If you’re thinking, “Why would I want (to be) a lazy DBA?” let me explain. There’s a lot to be said for hard work. However, have you ever seen someone who is always busy but seems to get very little done? Hard work, in and of itself, isn’t the goal. The goal is to get things done. This is where laziness comes in.
If I have to repeat a task, I should look at automating it. I don’t want to have to repeat those steps each time. I want to be lazy. For instance, as an operational person, there are a lot of things I need to review within my production environment on a periodic basis to ensure my systems are running as they should. Case in point: ensuring the SQL Server drives don’t run out of free space. This is something that I should monitor regularly (daily). There are different ways I could handle this:
- I could log on to each server and check each drive.
- I could use a tool like TreeSize to hit the drives one by one.

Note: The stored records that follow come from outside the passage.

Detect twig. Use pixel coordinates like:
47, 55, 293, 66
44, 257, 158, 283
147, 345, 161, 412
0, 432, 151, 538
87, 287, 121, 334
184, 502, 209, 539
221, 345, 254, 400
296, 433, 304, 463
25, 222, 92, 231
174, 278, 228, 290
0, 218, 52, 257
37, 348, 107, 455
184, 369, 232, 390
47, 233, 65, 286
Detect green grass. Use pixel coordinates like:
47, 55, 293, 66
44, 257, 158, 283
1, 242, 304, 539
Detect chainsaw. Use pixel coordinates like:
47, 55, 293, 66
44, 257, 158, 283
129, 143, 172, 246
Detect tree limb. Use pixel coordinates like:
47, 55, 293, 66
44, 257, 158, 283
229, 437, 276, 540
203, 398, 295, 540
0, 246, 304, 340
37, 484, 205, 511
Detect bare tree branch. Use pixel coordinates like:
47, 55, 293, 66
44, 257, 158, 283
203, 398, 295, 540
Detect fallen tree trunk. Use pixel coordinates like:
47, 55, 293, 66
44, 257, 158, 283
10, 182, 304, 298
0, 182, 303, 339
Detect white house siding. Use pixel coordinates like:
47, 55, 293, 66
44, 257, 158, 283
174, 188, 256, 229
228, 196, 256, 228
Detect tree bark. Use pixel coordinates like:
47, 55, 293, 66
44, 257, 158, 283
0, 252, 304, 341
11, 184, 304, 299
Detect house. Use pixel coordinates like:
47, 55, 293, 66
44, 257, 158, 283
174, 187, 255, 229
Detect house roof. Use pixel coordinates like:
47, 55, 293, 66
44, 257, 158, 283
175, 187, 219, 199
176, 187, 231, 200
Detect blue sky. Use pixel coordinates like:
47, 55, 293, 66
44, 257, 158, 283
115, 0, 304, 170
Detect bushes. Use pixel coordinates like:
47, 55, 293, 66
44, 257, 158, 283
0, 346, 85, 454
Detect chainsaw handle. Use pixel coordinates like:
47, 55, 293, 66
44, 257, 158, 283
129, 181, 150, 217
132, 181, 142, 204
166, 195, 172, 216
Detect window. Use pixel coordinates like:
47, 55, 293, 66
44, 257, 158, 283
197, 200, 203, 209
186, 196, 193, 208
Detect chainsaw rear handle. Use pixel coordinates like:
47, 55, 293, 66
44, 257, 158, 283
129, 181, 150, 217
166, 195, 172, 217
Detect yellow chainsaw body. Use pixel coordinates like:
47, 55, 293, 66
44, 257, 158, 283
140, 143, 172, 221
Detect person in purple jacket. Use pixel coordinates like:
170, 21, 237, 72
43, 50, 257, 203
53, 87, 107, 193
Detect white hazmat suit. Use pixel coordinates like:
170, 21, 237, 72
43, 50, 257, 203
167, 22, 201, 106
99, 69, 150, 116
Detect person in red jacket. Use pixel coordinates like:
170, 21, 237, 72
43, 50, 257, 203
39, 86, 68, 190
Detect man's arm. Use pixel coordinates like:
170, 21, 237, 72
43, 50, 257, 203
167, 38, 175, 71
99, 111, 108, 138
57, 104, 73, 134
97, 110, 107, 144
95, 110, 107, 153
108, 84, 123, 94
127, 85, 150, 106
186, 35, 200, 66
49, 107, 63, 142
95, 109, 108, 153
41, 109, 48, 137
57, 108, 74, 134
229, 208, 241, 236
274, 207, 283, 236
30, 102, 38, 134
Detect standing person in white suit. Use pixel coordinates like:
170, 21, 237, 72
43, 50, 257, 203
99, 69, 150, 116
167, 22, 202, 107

- I could automate the checks which results in a report in my inbox.
I prefer the last option. If I’m smart, I’ll even schedule it to run so it’s ready for me when I get in each morning. But why stop there? I could not only automate gathering the data, but also automate some of the analysis. Let’s say I set thresholds and the automation bubbles up anything crossing a threshold to the top of my report, meaning the most important data gets seen first. I don’t want to just be lazy, I want to be very lazy. By being this lazy and automating, I free up the one resource I can never get more of: time.
What can you automate? Anything and everything you can successfully automate frees up time for you to spend tackling other things. The more your organization sees and understands that you do, the more valuable you are. If you are in IT but don’t happen to be a DBA, this is still a solid approach. Let me generalize and say being a lazy IT pro is being a good IT pro.